In recent years I've floated the idea of being just the safety officer, at least on bad pain days, since that job can be done without a great deal of manual labor. Turn off utilities, check air quality, monitor hazardous operations, things of that nature.

Blue helmet = Safety Officer. Well, on our department, anyway.

After all, a safety officer should be present at every major emergency scene, and a lot of smaller ones. The first time I took action as safety officer, it was just a wildland fire. (Okay, it was a really big one, but still.) Somebody needs to take care of that stuff, especially as firefighters tend to be the go get 'em type.

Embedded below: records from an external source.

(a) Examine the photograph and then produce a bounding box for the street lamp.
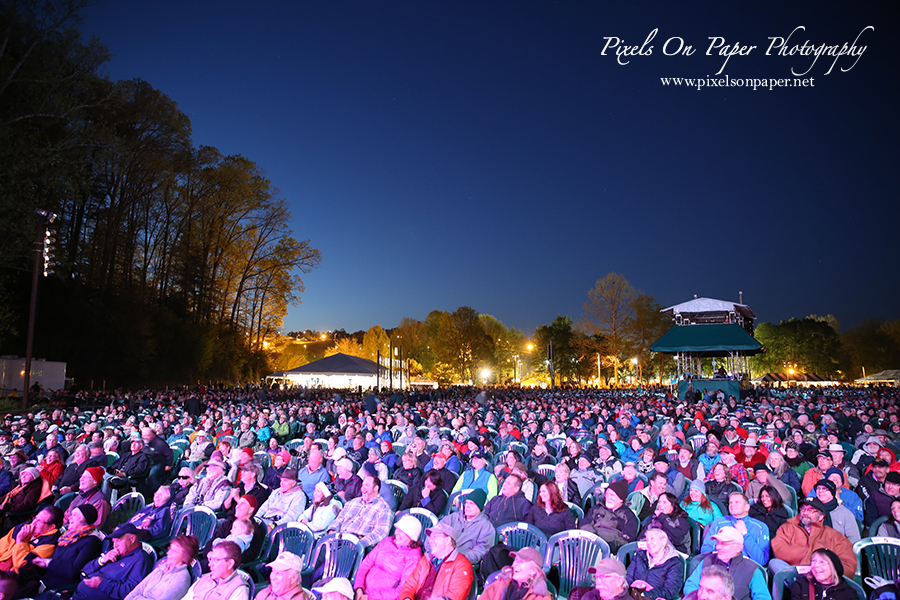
[22,208,56,410]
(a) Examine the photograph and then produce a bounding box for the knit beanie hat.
[813,548,844,580]
[466,488,487,510]
[84,467,104,484]
[75,503,97,525]
[609,479,628,502]
[816,479,837,496]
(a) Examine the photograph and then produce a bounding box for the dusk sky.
[82,0,900,335]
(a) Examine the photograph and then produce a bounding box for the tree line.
[0,0,321,383]
[273,273,900,386]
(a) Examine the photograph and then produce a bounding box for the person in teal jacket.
[453,452,497,500]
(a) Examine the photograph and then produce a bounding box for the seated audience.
[398,523,474,600]
[125,536,200,600]
[626,526,684,600]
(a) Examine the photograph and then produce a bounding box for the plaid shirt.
[730,464,750,492]
[328,496,394,548]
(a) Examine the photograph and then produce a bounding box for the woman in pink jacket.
[353,515,422,600]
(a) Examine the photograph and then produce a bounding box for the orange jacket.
[398,550,474,600]
[772,516,856,573]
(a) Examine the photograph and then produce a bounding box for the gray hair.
[700,565,734,599]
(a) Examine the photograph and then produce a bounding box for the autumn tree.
[534,315,581,382]
[750,317,842,377]
[626,292,672,381]
[480,315,525,382]
[581,273,638,386]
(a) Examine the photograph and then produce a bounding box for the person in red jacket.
[398,523,474,600]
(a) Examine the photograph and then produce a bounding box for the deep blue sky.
[83,0,900,335]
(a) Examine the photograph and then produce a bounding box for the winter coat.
[581,504,640,552]
[478,567,553,600]
[3,477,44,513]
[681,498,722,527]
[772,516,856,573]
[750,502,790,539]
[353,537,422,600]
[109,452,150,480]
[75,546,153,600]
[829,504,859,544]
[525,505,575,538]
[399,550,475,600]
[638,513,691,554]
[41,535,103,589]
[38,462,66,486]
[791,574,857,600]
[429,510,497,565]
[559,479,584,506]
[747,473,791,504]
[484,490,531,527]
[626,545,684,600]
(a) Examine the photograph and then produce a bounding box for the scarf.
[784,454,806,469]
[56,523,94,547]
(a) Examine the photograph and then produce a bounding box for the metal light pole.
[22,208,56,410]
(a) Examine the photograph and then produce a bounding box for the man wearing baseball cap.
[63,467,112,529]
[313,577,353,600]
[257,469,306,527]
[334,456,362,502]
[428,489,496,565]
[184,459,231,510]
[583,558,631,600]
[683,526,771,600]
[700,492,769,565]
[481,548,552,600]
[769,498,856,573]
[256,552,308,600]
[453,452,499,500]
[74,523,153,600]
[398,523,474,600]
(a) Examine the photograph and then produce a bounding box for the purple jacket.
[353,536,422,600]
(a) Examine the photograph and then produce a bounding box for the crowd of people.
[0,386,900,600]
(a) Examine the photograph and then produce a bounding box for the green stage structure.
[650,297,764,398]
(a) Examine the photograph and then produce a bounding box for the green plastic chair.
[772,567,800,600]
[497,522,548,556]
[853,537,900,583]
[303,533,365,581]
[544,530,609,599]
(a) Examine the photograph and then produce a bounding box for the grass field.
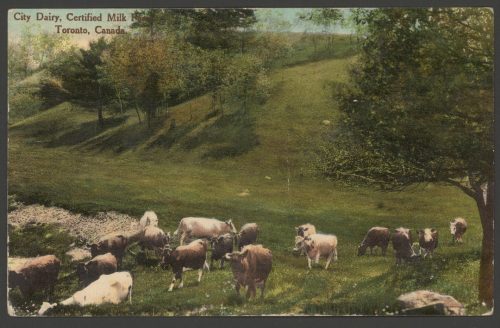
[8,39,485,315]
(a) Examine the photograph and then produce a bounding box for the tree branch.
[446,179,477,199]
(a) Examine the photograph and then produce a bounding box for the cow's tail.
[173,220,182,237]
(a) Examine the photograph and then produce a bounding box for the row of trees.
[318,8,495,306]
[37,9,298,126]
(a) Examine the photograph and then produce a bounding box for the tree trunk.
[476,181,495,307]
[97,85,104,128]
[134,100,142,124]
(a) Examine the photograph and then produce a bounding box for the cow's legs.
[203,261,210,272]
[247,282,255,299]
[325,252,333,270]
[260,280,266,299]
[198,269,203,282]
[234,280,241,296]
[179,232,186,246]
[168,274,176,292]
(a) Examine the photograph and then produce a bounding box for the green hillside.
[8,53,484,315]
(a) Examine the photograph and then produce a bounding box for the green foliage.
[325,9,493,187]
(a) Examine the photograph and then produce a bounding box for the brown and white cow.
[174,217,238,245]
[76,253,118,286]
[226,245,273,299]
[161,239,209,292]
[293,233,337,270]
[391,228,418,264]
[450,218,467,243]
[358,227,391,256]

All I have to do is discipline myself not to haul a hose into the building on my bad days. Lately, as the bad days increase, I've been thinking I could do that ... um, not do that.

 But like all volunteer departments, we're undermanned. The question is, can I be useful enough in that supporting role, even if it's just keeping a head count or helping with water supply, when we don't have enough people as it is? Can't my being there be at least of a little help, even when I can't throw an air pack on?

Mostly I'm just thinking out loud, here, motivated by the turn of another year. All that is a question for the Chief and the fire board, not something I can decide on my own. But I'm starting to think it's that or retirement, and I do like to be useful.

Of course, there's always fund-raising through the writing of books, in which my wife and I are both engaged as we speak. But, like an old fire horse, I'll always want to gallop to the scene. Mostly I'm writing this because--maybe also like that old fire horse, if it could talk--seeing that anniversary come up started me waxing nostalgic again. I guess old firefighters never die: They just start telling war stories.


This one, and another one in progress.